The current increase of the Sánchez legislature is also driven by external factors but also by deliberate decisions of a pro-public spending economic policy. The two main external shocks – the coronavirus pandemic that broke out in 2020 and, later, the war started by Russia against Ukraine a little over a year ago – have caused a short circuit in the world economies from which Spain has not yet fully emerged. “We have spent more than two decades supporting our economic model on increasing debt and maintaining negative real interest rates”Gil analyzes. “Until now, the combination has not generated more economic growth, quite the contrary, something that we have been observing in Japan for half a century”, and he adds: “Spain, like the rest of the world, must stop and think about where We headed”.
These debt growth figures would have been much worse had it not been for an extraordinary collection dividend in 2022 (it will also occur in 2023) thanks to inflation. These extraordinary incomes, of about 30,000 million, generated by the criticized refusal of the Government to deflate taxes, have helped to curb the rise in debt. But they are not recurring. For this reason and others related to the type of fiscal policy that is being carried out, it is for this reason that the European Commission, the AiREF and other independent organizations warn that the next Executive will have a very difficult time meeting the 3% target promised by the current Government before Brussels in the recent Update of the Stability Program, and even less if the thread of announcements continues as it has been doing to date. “You have to be much more prudent with spending and raise taxes as requested by the Bank of Spain in its annual report, especially in VAT, where we have too many products at low rates,” says Díez. “In recent years, excessive spending has been encouraged through expansionary fiscal policies, supported by a European Central Bank (ECB) that acted as a source of financing at no cost to European governments,” Gil comments.

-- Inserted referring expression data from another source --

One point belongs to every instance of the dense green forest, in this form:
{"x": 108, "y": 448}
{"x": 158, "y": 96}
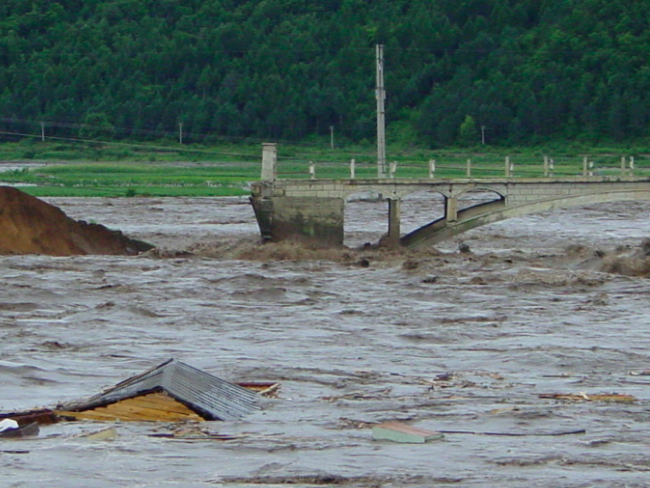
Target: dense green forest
{"x": 526, "y": 71}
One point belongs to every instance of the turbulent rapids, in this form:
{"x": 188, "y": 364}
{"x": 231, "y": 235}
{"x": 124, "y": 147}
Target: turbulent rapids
{"x": 524, "y": 332}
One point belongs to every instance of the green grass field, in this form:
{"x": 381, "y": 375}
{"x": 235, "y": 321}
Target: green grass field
{"x": 58, "y": 169}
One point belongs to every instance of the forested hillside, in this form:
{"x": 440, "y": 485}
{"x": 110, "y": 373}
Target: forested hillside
{"x": 526, "y": 70}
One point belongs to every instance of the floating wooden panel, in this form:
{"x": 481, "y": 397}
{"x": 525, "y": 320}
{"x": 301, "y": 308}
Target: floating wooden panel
{"x": 154, "y": 407}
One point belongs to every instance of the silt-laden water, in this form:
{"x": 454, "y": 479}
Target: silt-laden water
{"x": 440, "y": 339}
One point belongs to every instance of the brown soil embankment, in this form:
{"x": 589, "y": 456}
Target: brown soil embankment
{"x": 31, "y": 226}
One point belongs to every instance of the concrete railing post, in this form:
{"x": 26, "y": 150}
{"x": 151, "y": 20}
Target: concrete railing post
{"x": 269, "y": 161}
{"x": 393, "y": 168}
{"x": 545, "y": 166}
{"x": 432, "y": 168}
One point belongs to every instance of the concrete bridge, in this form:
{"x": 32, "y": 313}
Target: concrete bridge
{"x": 312, "y": 210}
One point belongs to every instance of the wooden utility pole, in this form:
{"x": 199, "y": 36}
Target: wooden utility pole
{"x": 381, "y": 114}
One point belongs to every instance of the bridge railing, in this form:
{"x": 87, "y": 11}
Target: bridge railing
{"x": 461, "y": 166}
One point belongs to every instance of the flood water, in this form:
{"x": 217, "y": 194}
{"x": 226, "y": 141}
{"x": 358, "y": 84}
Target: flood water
{"x": 555, "y": 303}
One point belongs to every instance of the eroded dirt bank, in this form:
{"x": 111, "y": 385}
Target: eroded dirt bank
{"x": 31, "y": 226}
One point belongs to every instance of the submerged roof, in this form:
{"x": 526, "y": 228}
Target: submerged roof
{"x": 211, "y": 397}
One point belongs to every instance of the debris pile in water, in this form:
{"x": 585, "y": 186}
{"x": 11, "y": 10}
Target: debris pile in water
{"x": 31, "y": 226}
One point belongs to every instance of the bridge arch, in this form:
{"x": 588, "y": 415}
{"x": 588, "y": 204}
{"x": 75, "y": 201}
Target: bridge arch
{"x": 440, "y": 230}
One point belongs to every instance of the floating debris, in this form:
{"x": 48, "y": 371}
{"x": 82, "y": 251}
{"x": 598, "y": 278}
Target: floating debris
{"x": 170, "y": 392}
{"x": 399, "y": 432}
{"x": 583, "y": 397}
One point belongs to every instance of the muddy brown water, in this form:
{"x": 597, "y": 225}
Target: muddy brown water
{"x": 441, "y": 339}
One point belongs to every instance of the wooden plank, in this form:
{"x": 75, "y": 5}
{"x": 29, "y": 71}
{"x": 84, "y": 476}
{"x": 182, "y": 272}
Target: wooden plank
{"x": 138, "y": 413}
{"x": 157, "y": 402}
{"x": 399, "y": 432}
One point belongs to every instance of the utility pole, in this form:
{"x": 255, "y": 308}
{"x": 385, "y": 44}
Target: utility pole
{"x": 381, "y": 114}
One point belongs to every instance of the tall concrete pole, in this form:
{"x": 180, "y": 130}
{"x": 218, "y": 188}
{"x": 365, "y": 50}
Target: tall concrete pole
{"x": 381, "y": 113}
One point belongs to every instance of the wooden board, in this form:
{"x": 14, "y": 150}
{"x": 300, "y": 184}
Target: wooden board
{"x": 154, "y": 407}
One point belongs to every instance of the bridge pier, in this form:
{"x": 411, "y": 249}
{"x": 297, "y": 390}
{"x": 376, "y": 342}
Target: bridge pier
{"x": 394, "y": 223}
{"x": 312, "y": 221}
{"x": 451, "y": 209}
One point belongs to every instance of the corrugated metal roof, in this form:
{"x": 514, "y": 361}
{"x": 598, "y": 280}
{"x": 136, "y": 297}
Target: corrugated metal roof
{"x": 212, "y": 397}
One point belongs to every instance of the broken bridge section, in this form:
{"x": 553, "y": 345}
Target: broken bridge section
{"x": 312, "y": 210}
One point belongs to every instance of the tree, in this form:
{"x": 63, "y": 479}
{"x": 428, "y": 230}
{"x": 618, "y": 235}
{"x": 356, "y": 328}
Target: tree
{"x": 468, "y": 133}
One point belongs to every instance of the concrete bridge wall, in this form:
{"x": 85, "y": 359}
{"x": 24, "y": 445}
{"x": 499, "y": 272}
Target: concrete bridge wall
{"x": 312, "y": 210}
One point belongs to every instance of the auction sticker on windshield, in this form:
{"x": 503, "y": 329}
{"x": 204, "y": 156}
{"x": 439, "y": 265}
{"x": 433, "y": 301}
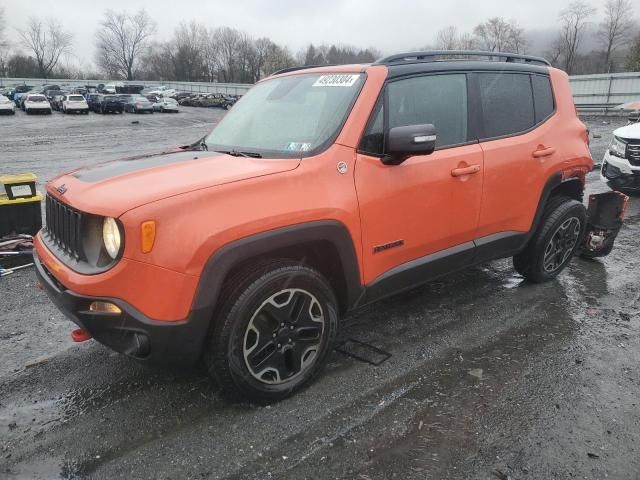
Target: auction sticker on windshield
{"x": 336, "y": 80}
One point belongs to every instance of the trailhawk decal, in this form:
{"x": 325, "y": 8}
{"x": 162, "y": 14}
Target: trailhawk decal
{"x": 336, "y": 80}
{"x": 115, "y": 168}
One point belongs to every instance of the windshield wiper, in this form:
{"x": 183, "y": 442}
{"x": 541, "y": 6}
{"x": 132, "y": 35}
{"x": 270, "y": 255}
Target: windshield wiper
{"x": 236, "y": 153}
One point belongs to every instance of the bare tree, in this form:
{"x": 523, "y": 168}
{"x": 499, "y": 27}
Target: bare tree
{"x": 3, "y": 40}
{"x": 447, "y": 38}
{"x": 573, "y": 20}
{"x": 500, "y": 35}
{"x": 122, "y": 40}
{"x": 616, "y": 29}
{"x": 633, "y": 57}
{"x": 186, "y": 51}
{"x": 517, "y": 40}
{"x": 467, "y": 42}
{"x": 4, "y": 45}
{"x": 47, "y": 41}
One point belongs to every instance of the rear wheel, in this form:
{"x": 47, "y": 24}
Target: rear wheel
{"x": 274, "y": 332}
{"x": 554, "y": 242}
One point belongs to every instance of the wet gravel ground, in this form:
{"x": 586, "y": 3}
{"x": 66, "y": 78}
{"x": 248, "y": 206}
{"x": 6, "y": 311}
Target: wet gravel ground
{"x": 490, "y": 377}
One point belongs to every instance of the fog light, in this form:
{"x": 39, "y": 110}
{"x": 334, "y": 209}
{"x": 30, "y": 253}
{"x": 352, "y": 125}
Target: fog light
{"x": 104, "y": 307}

The recourse to the Treasury
Unless income is again higher than expected due to the effect of inflation, Increasing the spending promises above the 8,000 million that go up to date will force either to review other items by the Contingency Fund, or to raise the net debt limit set by the Treasury in 2023 by 70,000 million euros. Precisely, against this new net debt limit is counted the promise to create, through ICO guarantees, loans to finance affordable rental housing for a total amount of 4,000 million.
The long-term effects of these policies do not end here. The 8.5% rise in pensions (about 15,000 million), 8% in public salaries (another 3,000 million that can reach up to 9.5% between 2022 and 2024) and the increase in the interest item from the debt will leave, at least, another $25 billion in additional future spending commitments compared to just a year earlier, given that the increases in wages and pensions are consolidated. For the moment, the collection increases are covering this spending gap. The question is until when.